Terms of this summer’s Groupon deals haven’t been released. The contract with Groupon requires that the city not sign similar deals with other coupon providers.

The July 2011 Riverfront Park Summer Pass deal was easily the most successful of all the park-related deals Groupon promoted.

It generated 3,257 purchases at $16 each. That price provided two day passes, normally costing $16.95 each.

The second-most popular park deal with Groupon was a January 2012 Ice Palace promotion; it sold 1,609 tickets at $8 each, according to park records.

Groupon, which went public last year, has been criticized by some U.S. retailers and merchants for not generating ongoing results. Many critics say specials promoted by Groupon sometimes cost retailers, such as restaurants, more than what the deals generate.

But Dodson and Craig Butz, the manager of Riverfront Park, see the Groupon deals as great ways to bring more traffic to the park’s attractions.

Unlike restaurants, Riverfront Park has plenty of space. “It’s not like we’re selling out our rides and attractions every day,” Dodson noted.
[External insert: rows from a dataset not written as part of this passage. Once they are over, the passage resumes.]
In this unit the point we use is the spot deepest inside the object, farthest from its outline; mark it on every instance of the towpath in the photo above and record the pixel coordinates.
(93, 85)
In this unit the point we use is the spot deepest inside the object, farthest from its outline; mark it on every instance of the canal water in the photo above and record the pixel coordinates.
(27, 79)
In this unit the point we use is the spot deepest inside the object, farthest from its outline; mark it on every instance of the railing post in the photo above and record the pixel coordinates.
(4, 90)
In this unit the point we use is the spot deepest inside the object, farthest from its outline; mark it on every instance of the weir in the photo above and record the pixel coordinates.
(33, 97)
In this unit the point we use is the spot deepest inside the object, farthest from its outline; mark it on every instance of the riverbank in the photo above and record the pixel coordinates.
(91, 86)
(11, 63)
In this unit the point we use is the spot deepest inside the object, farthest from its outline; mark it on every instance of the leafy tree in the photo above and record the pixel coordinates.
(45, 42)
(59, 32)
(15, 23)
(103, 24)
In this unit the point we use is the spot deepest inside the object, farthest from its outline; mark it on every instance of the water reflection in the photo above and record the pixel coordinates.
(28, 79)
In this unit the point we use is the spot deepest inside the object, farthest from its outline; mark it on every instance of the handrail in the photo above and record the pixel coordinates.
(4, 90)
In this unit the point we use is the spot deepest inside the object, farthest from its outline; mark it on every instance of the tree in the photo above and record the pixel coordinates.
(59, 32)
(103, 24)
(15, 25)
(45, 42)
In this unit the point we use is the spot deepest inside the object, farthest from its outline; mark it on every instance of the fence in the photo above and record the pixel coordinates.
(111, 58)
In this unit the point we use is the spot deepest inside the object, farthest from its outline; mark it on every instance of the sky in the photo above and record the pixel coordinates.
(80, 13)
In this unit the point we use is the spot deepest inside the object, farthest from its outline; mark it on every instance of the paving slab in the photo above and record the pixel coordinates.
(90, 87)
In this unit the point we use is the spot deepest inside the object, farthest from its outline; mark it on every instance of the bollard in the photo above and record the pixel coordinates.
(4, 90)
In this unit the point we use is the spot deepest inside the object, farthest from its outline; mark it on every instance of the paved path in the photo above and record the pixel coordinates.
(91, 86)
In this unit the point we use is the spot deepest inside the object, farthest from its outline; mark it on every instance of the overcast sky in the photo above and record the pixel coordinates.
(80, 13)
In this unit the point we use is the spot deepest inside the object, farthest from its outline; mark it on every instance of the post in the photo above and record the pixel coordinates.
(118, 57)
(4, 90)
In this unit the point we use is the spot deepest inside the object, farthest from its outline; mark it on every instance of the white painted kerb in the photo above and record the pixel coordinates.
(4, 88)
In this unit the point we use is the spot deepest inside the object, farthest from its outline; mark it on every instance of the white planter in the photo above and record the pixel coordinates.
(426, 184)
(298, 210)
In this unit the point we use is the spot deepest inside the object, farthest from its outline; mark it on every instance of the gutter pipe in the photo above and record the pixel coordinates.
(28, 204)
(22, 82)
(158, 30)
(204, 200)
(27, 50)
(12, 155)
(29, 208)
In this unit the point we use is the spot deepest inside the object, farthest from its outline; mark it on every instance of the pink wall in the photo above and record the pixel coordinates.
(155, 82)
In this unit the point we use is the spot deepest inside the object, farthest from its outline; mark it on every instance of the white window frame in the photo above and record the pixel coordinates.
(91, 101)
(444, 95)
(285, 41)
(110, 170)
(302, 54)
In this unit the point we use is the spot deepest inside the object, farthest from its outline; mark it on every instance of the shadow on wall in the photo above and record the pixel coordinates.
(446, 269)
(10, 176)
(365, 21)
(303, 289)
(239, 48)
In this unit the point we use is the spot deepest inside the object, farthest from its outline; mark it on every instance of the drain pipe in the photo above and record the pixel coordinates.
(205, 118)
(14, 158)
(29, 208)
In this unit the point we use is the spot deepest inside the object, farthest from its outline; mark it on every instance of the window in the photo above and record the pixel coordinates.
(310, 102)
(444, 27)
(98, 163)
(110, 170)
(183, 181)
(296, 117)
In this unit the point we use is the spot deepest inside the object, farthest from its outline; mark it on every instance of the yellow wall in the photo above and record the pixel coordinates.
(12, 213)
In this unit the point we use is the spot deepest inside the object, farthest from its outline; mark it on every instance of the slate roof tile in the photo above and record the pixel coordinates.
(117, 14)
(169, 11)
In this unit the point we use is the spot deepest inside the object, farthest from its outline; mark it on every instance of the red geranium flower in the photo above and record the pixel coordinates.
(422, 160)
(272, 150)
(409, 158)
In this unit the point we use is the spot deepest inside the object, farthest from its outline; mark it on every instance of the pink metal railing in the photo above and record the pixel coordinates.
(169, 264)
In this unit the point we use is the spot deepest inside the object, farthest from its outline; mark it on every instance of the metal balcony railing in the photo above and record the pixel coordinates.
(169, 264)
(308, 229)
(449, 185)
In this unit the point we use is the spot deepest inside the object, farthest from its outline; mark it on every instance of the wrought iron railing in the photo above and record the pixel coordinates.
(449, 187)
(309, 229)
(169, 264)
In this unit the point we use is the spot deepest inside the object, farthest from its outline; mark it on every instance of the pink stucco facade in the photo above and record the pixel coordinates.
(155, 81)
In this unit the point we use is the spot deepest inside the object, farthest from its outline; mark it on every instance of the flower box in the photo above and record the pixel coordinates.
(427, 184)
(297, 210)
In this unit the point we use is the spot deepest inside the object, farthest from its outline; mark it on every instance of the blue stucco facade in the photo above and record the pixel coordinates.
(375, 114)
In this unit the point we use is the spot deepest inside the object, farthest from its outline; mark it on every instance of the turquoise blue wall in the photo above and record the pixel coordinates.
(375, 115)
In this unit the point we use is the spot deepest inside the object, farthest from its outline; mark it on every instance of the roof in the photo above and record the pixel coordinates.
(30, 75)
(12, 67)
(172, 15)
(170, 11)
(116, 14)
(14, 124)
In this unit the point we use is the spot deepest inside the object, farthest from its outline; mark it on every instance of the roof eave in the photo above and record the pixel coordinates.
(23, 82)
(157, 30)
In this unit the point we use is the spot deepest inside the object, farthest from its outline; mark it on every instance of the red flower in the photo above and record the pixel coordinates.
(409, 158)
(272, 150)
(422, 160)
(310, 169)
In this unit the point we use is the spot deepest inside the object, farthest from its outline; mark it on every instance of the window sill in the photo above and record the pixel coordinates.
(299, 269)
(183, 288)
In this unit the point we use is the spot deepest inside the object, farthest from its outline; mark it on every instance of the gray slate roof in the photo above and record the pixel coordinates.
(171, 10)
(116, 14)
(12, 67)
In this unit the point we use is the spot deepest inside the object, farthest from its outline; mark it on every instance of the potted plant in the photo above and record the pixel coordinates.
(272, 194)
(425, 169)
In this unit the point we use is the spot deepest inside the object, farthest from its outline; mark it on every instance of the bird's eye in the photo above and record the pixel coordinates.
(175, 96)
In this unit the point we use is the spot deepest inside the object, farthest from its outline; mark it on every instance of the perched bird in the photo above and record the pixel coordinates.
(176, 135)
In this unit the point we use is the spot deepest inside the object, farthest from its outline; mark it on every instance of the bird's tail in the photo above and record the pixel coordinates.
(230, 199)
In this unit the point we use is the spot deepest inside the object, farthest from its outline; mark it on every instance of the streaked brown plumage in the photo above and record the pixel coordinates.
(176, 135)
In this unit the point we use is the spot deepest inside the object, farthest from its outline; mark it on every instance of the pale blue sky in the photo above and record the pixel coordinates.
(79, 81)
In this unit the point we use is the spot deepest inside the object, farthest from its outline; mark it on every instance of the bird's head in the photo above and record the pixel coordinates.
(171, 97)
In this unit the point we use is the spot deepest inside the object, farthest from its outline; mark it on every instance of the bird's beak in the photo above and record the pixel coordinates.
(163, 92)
Groupon generates more revenue by bringing people into the park who might not be motivated except through the offers, he said.

The other payoff from the added Riverfront Park traffic is secondary sales; people buy concessions, popcorn or soft drinks once there, Dodson said.

Apart from a small amount spent on administration of the deal, the revenue from Groupon sales goes directly into the Parks Department operating budget, Dodson said.